I also get what the game means to Ed Crankshaft. How he played the game as a kid and even named his dog Homer after the way he would retrieve the long ball. How Ed played minor league ball for the Toledo Mud Hens and how, on a sultry summer night, he faced down some of baseball’s greats and showed what might have been had the fates only been kinder. Baseball provided me with a vehicle for exploring a man’s life and allowed me to examine how only getting his fingerprints on the brass ring shaped the remainder of Ed’s life and left him a little… cranky. But he didn’t let it diminish his love for the game, and he would even go on to build a replica ballpark in his backyard. A backyard ballpark that would draw the sports writer Skip Rawlings on a summer evening to a neighborhood game where he rediscovers baseball’s essence.
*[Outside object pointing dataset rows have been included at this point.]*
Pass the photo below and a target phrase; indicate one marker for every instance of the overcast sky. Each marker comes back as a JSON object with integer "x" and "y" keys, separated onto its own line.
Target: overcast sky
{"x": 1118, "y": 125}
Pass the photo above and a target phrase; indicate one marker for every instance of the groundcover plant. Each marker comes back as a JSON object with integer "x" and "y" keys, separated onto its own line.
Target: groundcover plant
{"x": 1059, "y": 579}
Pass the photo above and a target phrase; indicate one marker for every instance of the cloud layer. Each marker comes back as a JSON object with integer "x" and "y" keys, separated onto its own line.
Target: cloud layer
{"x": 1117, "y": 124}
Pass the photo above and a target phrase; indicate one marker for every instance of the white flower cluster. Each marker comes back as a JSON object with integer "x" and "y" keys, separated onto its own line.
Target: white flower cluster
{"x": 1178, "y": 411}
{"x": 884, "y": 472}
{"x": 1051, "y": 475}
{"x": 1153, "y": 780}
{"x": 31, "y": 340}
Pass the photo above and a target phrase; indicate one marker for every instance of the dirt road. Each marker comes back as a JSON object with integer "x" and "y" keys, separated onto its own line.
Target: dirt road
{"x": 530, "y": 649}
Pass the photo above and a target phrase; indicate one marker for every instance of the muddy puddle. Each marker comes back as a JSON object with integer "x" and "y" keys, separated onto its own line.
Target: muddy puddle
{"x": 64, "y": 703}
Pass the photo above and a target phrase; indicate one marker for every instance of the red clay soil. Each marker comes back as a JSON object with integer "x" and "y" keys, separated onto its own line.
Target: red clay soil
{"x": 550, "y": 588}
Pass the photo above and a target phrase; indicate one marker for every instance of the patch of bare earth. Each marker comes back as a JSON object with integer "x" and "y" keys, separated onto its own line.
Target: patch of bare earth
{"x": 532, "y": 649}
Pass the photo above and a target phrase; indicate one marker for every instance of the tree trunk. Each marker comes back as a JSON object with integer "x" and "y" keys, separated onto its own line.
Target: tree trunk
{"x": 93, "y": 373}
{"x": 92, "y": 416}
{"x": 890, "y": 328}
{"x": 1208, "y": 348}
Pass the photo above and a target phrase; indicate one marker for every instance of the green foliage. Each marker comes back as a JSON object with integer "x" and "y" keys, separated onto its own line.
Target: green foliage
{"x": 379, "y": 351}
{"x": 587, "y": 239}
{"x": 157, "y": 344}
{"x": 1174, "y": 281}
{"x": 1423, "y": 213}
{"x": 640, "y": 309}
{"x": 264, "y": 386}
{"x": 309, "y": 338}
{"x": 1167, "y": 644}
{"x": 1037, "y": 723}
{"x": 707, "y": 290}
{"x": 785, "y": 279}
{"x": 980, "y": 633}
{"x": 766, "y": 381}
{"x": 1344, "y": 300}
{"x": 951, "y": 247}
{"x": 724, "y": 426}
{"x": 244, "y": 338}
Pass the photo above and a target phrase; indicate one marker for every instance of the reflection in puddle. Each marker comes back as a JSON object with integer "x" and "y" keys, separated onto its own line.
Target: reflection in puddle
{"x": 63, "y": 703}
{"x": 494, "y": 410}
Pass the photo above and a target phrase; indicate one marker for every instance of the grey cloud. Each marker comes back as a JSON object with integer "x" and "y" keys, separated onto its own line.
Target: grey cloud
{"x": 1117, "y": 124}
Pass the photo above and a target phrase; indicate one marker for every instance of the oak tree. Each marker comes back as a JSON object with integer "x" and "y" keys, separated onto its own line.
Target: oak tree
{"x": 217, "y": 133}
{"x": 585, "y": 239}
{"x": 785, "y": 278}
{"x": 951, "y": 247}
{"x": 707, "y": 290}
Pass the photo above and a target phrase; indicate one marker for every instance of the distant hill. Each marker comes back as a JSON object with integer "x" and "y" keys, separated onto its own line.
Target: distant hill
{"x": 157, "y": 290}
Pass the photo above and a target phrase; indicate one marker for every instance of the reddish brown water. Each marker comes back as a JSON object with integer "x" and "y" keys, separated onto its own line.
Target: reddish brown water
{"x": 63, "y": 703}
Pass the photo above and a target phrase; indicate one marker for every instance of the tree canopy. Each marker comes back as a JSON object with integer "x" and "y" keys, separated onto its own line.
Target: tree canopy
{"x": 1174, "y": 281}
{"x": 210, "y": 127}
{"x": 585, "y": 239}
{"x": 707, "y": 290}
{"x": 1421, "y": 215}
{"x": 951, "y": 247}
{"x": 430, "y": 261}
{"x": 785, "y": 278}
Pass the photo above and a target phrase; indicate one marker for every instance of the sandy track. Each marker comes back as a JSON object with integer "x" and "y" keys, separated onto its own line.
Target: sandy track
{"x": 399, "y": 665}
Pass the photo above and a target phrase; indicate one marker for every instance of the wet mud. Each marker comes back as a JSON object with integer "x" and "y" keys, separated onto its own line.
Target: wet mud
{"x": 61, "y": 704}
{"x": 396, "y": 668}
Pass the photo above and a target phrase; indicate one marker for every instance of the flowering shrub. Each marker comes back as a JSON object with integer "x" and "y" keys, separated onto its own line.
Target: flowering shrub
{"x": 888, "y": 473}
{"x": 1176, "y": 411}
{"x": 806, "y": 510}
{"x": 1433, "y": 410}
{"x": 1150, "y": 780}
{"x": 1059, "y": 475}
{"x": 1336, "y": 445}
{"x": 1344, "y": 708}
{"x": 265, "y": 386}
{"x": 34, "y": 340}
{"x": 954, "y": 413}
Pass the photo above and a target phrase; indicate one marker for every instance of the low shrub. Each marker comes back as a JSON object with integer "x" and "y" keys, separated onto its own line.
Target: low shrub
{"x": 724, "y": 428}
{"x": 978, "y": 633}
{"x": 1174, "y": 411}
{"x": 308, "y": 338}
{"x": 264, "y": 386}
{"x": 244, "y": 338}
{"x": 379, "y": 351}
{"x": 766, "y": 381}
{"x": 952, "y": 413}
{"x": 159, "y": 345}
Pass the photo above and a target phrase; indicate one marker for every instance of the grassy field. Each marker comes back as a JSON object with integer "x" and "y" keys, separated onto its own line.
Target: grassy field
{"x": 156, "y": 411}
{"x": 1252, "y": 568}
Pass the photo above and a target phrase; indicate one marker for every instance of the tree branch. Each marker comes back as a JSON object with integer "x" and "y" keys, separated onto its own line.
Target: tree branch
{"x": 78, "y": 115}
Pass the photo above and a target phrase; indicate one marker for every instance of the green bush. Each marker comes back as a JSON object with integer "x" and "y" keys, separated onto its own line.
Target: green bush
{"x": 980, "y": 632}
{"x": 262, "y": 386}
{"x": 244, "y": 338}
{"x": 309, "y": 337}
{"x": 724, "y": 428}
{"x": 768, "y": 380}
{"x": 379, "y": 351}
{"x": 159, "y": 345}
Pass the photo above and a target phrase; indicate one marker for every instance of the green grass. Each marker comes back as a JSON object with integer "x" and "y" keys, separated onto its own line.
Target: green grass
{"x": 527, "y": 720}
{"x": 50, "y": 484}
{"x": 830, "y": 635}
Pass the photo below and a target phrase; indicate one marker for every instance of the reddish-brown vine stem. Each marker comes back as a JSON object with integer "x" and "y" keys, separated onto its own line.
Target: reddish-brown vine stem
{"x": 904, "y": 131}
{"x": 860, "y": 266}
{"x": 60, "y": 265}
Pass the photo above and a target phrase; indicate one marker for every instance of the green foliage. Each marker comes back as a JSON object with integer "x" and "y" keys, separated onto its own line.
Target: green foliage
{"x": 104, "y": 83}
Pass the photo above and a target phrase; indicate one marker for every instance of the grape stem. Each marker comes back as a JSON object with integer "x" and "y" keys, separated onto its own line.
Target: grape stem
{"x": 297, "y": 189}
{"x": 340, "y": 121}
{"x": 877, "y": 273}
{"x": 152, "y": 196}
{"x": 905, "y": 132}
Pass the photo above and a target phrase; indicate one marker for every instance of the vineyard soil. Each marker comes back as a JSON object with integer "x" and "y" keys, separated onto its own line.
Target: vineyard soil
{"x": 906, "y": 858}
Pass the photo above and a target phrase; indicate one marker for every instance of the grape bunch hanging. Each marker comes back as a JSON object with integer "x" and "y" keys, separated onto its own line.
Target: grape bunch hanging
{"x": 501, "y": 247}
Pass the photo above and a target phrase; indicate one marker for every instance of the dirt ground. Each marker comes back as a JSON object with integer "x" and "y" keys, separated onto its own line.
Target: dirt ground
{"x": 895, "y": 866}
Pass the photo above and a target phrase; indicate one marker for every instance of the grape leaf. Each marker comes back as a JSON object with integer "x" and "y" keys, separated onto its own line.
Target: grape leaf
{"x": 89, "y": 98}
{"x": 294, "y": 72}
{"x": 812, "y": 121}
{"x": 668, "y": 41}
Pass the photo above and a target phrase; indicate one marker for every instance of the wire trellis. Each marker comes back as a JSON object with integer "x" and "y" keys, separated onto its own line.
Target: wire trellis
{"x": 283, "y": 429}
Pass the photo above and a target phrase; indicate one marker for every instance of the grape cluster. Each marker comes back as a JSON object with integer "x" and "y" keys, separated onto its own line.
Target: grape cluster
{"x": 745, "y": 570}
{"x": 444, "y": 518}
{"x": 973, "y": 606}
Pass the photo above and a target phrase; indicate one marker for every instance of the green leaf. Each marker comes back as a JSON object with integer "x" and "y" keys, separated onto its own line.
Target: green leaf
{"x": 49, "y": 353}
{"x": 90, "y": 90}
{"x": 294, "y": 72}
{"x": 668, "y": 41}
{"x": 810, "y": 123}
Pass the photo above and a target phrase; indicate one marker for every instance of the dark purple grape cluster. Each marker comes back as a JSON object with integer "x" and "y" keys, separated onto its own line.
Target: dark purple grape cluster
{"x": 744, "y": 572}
The joy of just playing for the fun of it with friends and neighbors and the life long bonds and memories that experience would forge. It would lead him to write that, “Tonight I saw a baseball game that reminded me of what baseball once meant to me. The game embodied everything that baseball ought to be, and there wasn’t a million dollar player or owner in sight.” And that, Charlie Brown, is what baseball is all about.